The Golden Gate Bridge Highway and Transportation District board of directors voted unanimously in favor of funding the $76 million barrier, which is slated for full installment by 2018. Bidding on the job is expected to begin next year, reports the Sacramento Bee

Arguments have been presented on both sides by proponents for the construction of the net and those who oppose it. “I think if a person’s going to choose to commit suicide, then they’re going to find a way to commit suicide, and you’re not going to be able to stop them,” visitor Scott Stewart told local Fox News affiliate in San Francisco KTVU. “And so spending that amount of money in that way is basically, in my opinion, a waste of money,” Stewart noted. 

Kevin Hines, 32, who miraculously survived his botched suicide attempt in 2000 when he tried to jump off the bridge, said he had felt “instant regret” upon jumping and that the barrier will act as an important suicide deterrent. “Not one more soul, not one more soul will be lost to that bridge,” said Hines, according to the Bee

The $76 million expenditure will go towards the construction of a stainless steel wire net extending 20 feet out and 20 feet below the bridge’s span.

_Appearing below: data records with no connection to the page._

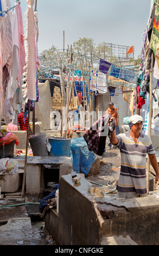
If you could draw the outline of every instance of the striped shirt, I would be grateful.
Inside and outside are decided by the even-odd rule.
[[[121,154],[121,167],[117,190],[122,192],[147,193],[147,154],[154,155],[155,151],[147,135],[140,133],[137,144],[129,132],[117,136]]]
[[[24,123],[24,112],[21,112],[17,114],[18,117],[18,121],[20,124],[21,130],[21,131],[26,131],[28,129],[28,120],[27,118],[25,123]]]

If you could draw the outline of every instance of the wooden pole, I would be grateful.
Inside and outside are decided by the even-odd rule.
[[[34,10],[36,10],[36,5],[37,5],[37,0],[35,0],[35,9]]]
[[[26,183],[26,167],[27,163],[27,155],[28,155],[28,146],[29,141],[29,121],[30,121],[30,100],[28,100],[28,128],[27,128],[27,137],[26,141],[26,157],[25,157],[25,163],[24,163],[24,169],[23,173],[23,184],[21,196],[23,196],[24,193],[25,183]]]
[[[149,133],[148,135],[151,138],[151,120],[152,120],[152,71],[153,71],[153,60],[154,56],[153,53],[151,55],[151,64],[150,69],[150,106],[149,106]],[[149,193],[149,172],[150,172],[150,159],[149,156],[147,160],[147,194]]]

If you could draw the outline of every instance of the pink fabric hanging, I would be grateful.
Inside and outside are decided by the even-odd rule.
[[[26,65],[26,52],[24,48],[24,28],[22,18],[22,8],[19,3],[16,5],[16,10],[17,15],[18,31],[18,59],[19,69],[17,76],[18,83],[22,80],[22,74],[24,72],[23,68]]]
[[[25,38],[26,40],[27,65],[25,67],[26,72],[24,73],[26,78],[24,81],[26,83],[23,86],[24,95],[26,97],[26,102],[28,99],[36,100],[36,51],[35,41],[35,20],[33,5],[34,0],[27,0],[27,33]]]

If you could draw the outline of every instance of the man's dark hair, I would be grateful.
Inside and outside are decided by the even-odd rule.
[[[109,106],[110,106],[110,105],[114,105],[114,103],[112,101],[110,101],[110,102],[109,102]]]

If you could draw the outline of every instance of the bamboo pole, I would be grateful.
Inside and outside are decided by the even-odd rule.
[[[148,136],[151,138],[151,120],[152,120],[152,71],[153,71],[153,53],[151,55],[151,64],[150,69],[150,106],[149,106],[149,133]],[[150,172],[150,159],[149,156],[147,160],[147,194],[149,193],[149,172]]]
[[[21,192],[22,196],[23,196],[24,193],[24,188],[25,188],[25,183],[26,183],[26,167],[27,167],[27,163],[28,147],[28,140],[29,140],[30,109],[30,100],[28,100],[28,127],[27,127],[27,141],[26,141],[26,150],[24,169],[23,178],[22,192]]]

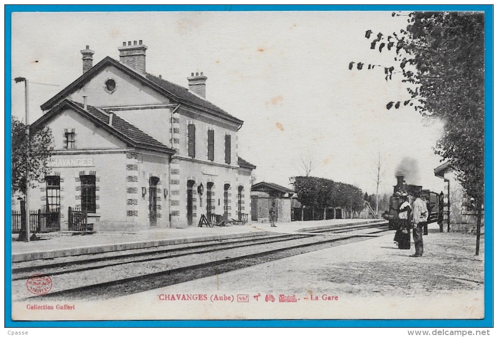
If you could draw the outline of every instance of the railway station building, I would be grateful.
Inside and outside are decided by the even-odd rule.
[[[270,221],[269,210],[275,205],[277,223],[290,223],[294,191],[273,183],[261,182],[251,188],[251,220],[259,223]]]
[[[146,72],[141,41],[123,42],[120,60],[93,65],[41,106],[32,125],[52,130],[50,175],[32,192],[34,208],[88,213],[95,230],[196,226],[201,215],[250,214],[255,166],[238,156],[243,121],[206,99],[207,77],[188,88]]]

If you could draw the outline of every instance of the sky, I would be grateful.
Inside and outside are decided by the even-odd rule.
[[[89,45],[94,64],[119,59],[123,41],[148,47],[147,72],[187,87],[203,72],[206,98],[244,121],[239,155],[255,165],[256,181],[289,187],[311,158],[310,175],[375,192],[374,169],[383,163],[380,193],[391,193],[395,172],[439,192],[441,164],[433,148],[442,124],[409,107],[399,74],[386,81],[383,68],[350,70],[350,62],[395,65],[394,54],[370,49],[365,32],[390,34],[406,27],[391,11],[21,12],[12,18],[12,113],[24,116],[29,81],[29,122],[40,106],[81,75],[80,50]],[[409,178],[409,179],[408,179]]]

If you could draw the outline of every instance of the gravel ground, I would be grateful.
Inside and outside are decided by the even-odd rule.
[[[306,235],[303,235],[305,236]],[[69,289],[74,289],[93,284],[111,282],[116,280],[135,277],[155,273],[164,272],[171,269],[206,263],[225,259],[264,252],[269,249],[284,248],[289,245],[300,244],[306,242],[315,242],[316,240],[329,239],[330,236],[313,235],[310,237],[303,237],[289,241],[274,242],[269,244],[257,245],[242,247],[229,250],[223,250],[197,253],[193,255],[181,256],[170,258],[152,261],[140,261],[104,267],[95,270],[85,270],[67,274],[51,275],[53,282],[52,293]],[[295,254],[294,253],[293,254]],[[284,255],[284,257],[290,256],[291,254]],[[256,258],[256,260],[258,259]],[[106,261],[99,262],[95,264],[105,265]],[[256,263],[258,263],[256,261]],[[259,262],[261,263],[261,262]],[[92,264],[93,265],[94,264]],[[68,268],[62,267],[61,270]],[[165,275],[167,277],[167,275]],[[139,287],[139,282],[136,287]],[[12,297],[14,300],[27,296],[31,296],[27,292],[25,287],[25,279],[13,281],[12,283]],[[114,295],[114,294],[110,294]]]

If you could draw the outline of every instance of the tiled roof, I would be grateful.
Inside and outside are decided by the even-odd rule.
[[[232,115],[224,110],[218,108],[212,103],[208,102],[206,100],[201,98],[199,96],[192,94],[186,88],[179,86],[177,84],[172,83],[162,78],[159,78],[151,74],[146,73],[145,78],[149,81],[153,82],[166,91],[171,93],[178,98],[183,99],[187,102],[192,103],[195,105],[199,106],[207,109],[212,110],[213,111],[221,113],[227,116],[236,118]],[[236,118],[237,119],[237,118]],[[241,120],[241,122],[242,121]]]
[[[281,186],[279,185],[277,185],[276,184],[274,184],[273,183],[267,183],[264,181],[262,181],[260,183],[258,183],[257,184],[253,185],[252,188],[257,189],[259,187],[269,188],[284,193],[292,193],[294,192],[292,190],[288,189],[286,187],[284,187],[283,186]]]
[[[141,74],[132,68],[114,59],[106,56],[102,61],[94,66],[90,70],[83,74],[72,83],[65,88],[55,96],[41,106],[42,110],[52,109],[62,100],[69,97],[71,93],[79,89],[92,79],[95,77],[106,67],[112,65],[122,70],[125,73],[169,97],[173,101],[191,105],[232,122],[242,124],[244,122],[235,117],[199,96],[192,94],[188,89],[176,84],[157,77],[148,73]]]
[[[239,157],[239,160],[238,161],[238,163],[239,164],[239,166],[240,166],[241,167],[246,167],[247,168],[250,168],[252,170],[256,168],[256,166],[255,165],[252,165],[249,162],[246,161],[240,157]]]
[[[83,109],[83,105],[81,103],[75,102],[72,102],[72,103]],[[102,110],[92,106],[87,106],[87,112],[103,123],[109,125],[109,114],[108,113],[106,113]],[[118,116],[115,113],[113,112],[113,114],[112,125],[110,125],[110,126],[120,133],[131,139],[137,145],[153,146],[165,150],[172,150],[170,148],[147,134],[135,125]]]
[[[112,125],[109,125],[109,114],[95,107],[88,106],[86,110],[83,105],[65,99],[52,108],[49,112],[37,119],[30,127],[36,130],[43,127],[65,109],[70,109],[101,127],[103,129],[123,140],[128,145],[138,148],[158,151],[172,154],[175,150],[157,139],[147,134],[134,125],[126,121],[113,112]]]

Funding for the suicide barrier will reportedly come from four different sources, according to the Associated Press: $27 million from the federal Surface Transportation Program, $22 million from the federal Local Highway Bridge program, $20 million from the bridge’s own fund, which is essentially revenue from tolls, and $7 million from state money which has been earmarked in the California Mental Health Service Act.

Officials said that, since the San Francisco Bridge opened in 1937, more than 1,400 people have plunged to their deaths, including a record 46 suicides last year, the Bee notes.